With no major international tournament to fill the long summer ahead, football fans are staring down the barrel of a barren couple of months.
But the new Pro Evo isn’t far off, so to break up the barrage of preposterous transfer rumours (“Yaya Toure to Bakewell Town? Well, he does like a cake”) and seemingly neverending will-he-won’t-he saga that is Arsene Wenger’s future, here are five things coming in the next version of Pro Evolution Soccer that we’re pretty convinced will make it better than FIFA.
That’s something to look forward to, right?
1) A first touch to make Messi blush
In PES 2017 we loved the way passes zipped about the pitch, and the sense of satisfaction when a perfectly weighted through ball scythed open a defence and sent your striker through on goal, but there’s always room for improvement.
Konami has fine-tuned the pace of the game, adding better dribbling skills and Real Touch+ to increase the ways your player can take control of the ball. There’s also ‘contextual shielding’ that should make it easier for your big number nine to hold the ball up. Of course, you’ll need dextrous mastery of the analogue stick to put it all to good use, but the potential’s there if you can unlock it.
2) FIFA-baiting visuals
It might not have as many real-life arenas as FIFA but Pro Evo’s reproductions of the Camp Nou and Borussia Dortmund’s mighty Signal Iduna Park are certainly impressive. How much of them you can see when you’re concentrating on breaking down a stubborn back four is another matter, but with more than 20,000 pieces of data collected from the grounds themselves (even from inside the players’ tunnel) they’ll be even more intricate in PES 2018.
It’s not clear whether Anfield will return, or if any new grounds will join the real-life roster, but those that do appear will have more realistic lighting and turf, so you can’t blame your bad performances on poorly rendered grass anymore. The players have had a spruce-up too, with a reworked animation system, plus true-to-life in-game tattoos. Finally.
3) An interface that wasn’t designed by the work experience kid
If we had to choose between a fancy menu system and a better game of football we’d take the latter 11 times out of 10, but there’s really no excuse for Pro Evo’s interface to be so meat ‘n’ potatoes. It’s the UI equivalent of a typical Sam Allardyce team – functional but not very pleasant to look at.
PES 2018 has promised the kind of overhaul that would turn Big Sam’s Palace into a slick-passing machine of a team, giving the game what Konami calls a “broadcast feel”. In both cases, we’ll believe it when we see it.
4) New modes
The Master League alone gives Pro Evo players plenty to keep them playing from one year to the next, with newly added pre-season tournaments and a better transfer system aiming to steal away even more hours of your life.
Outside of that there’s a new online co-op mode that’ll let you have guest players sitting on the sofa next to you, plus the return of the Random Selection Match mode, a kind of randomly selected fantasy football that first appeared in the PS2 era.
5) A better PC version
Last year’s PC version of PES 2017 was criticised for being a bit of a bodge job – a bit like when an outfield player has to go in goal, but not as fun. Konami has promised that this year’s version of the game will be on a par with the console edition, which is the least you should expect really.

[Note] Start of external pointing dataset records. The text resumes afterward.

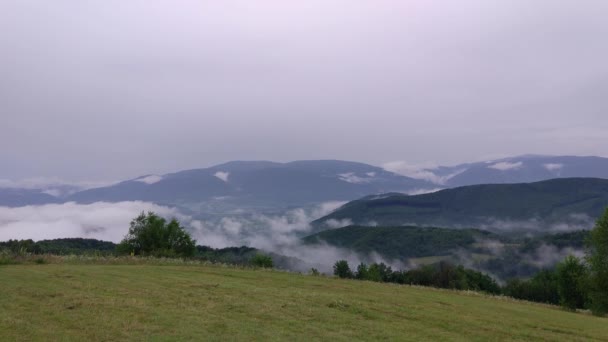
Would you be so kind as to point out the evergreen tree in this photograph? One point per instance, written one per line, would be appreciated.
(597, 257)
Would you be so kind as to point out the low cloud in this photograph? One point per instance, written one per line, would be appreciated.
(506, 166)
(52, 186)
(151, 179)
(222, 175)
(420, 171)
(103, 221)
(350, 177)
(333, 223)
(423, 191)
(553, 166)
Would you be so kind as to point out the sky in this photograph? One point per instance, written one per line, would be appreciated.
(113, 89)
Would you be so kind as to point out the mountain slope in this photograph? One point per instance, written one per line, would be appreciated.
(21, 197)
(522, 169)
(250, 183)
(399, 243)
(552, 204)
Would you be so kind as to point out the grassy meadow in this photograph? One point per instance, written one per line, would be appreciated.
(78, 302)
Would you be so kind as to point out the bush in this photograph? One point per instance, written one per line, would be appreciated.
(572, 283)
(152, 235)
(342, 270)
(261, 260)
(597, 258)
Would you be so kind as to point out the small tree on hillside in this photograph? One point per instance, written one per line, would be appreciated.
(262, 260)
(150, 234)
(597, 257)
(571, 283)
(342, 270)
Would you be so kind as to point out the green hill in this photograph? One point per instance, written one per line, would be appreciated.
(401, 242)
(531, 206)
(167, 303)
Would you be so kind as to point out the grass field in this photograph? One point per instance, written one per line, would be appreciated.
(152, 302)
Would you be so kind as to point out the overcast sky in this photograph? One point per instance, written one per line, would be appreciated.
(111, 89)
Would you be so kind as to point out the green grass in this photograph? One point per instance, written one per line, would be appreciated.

If all of the above changes work as well as Konami says they will, it'll make PES 2018 quite the game. But still not quite perfect, unless they also fix these three bugbears of ours...
1. Online matchmaking
If aliens were to land tomorrow and we decided to teach them about football using PES 2017’s online leagues, they’d think there were only two teams on the planet: Barcelona and Real Madrid. The game’s non-existent matchmaking means there’s no incentive to choose a weaker team and it’s a problem that fact which ruins the online modes, forcing many people to FIFA for their multiplayer football hit. Fix it, Konami.
2. The awful commentary
If we hear Peter Drury bellowing “and the comeback is complete!”, or an incisive daisy cutter of a pass being described as “spooning it forward” one more time, we’re going to set Robbie Savage on Pro Evo’s tediously repetitive commentary team.
3. Some better licenses
Expecting Pro Evo to suddenly start competing with FIFA for official licenses would be like expecting a team like Leicester to win the Premier League – it’s just never going to happen. But when you’ve got a Champions League licence but can’t reproduce the final without having to resort to an unofficial edit file from a fan site, there’s something seriously wrong.